# Defining the business problem

Amazon sells thousands of different products, and I'd like to understand the customer by collecting reviews posted online.


> Given an English Language product review for shoes, I want to predict a star rating between 1 and 5 to understand how satisfied customers are with their purchase

## Translating the business problem as a Machine Learning Problem

Here, I want to train a *multi-class model* for product reviews. The model should predict accurately the probabilities for each one of the five star ratings.
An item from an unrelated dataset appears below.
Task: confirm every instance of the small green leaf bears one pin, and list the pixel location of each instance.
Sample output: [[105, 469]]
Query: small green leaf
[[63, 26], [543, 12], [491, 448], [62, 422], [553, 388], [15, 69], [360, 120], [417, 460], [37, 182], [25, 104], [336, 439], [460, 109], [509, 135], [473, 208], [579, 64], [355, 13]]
Possible metrics for evaluating the models are *F1 Score* and *Accuracy Score*


Thus the definition of the ML problem is **Given a test set for English Language Product reviews, I want to classify each review according to star ratings b/n 1 and 5, with an accuracy of at least xx% and an F1 Score of atleast 0.yy**

> The baseline metrics can be provided by the stakeholders or set via a statistical method

## Transfer Learning: looking for models

Take knowledge learnt from one task into a related domain. Here, I search the huggingface website for text classification or sentiment analysis models I can apply to this multi-class problem.

In [41]:
from datasets import load_dataset, Dataset
import pandas as pd
from transformers import AutoConfig, AutoModelForSequenceClassification, AutoTokenizer, TrainingArguments, DistilBertTokenizer, DistilBertForSequenceClassification, Trainer
from sklearn.metrics import accuracy_score, f1_score, precision_score, recall_score
import torch


In [20]:

am_shoe_df = load_dataset("juliensimon/amazon-shoe-reviews")

# am_shoe_df.train()

Using custom data configuration juliensimon--amazon-shoe-reviews-2085fc7afbd18449
Found cached dataset parquet (C:/Users/INNO/.cache/huggingface/datasets/juliensimon___parquet/juliensimon--amazon-shoe-reviews-2085fc7afbd18449/0.0.0/2a3b91fbd88a2c90d1dbbb32b460cf621d31bd5b05b934492fdef7d8d6f236ec)
100%|██████████| 2/2 [00:00<00:00, 346.18it/s]


In [16]:
# Convert to pandas df (you can use the to_pandas method)
amazon_shoes_train_df =  pd.DataFrame(am_shoe_df['train'])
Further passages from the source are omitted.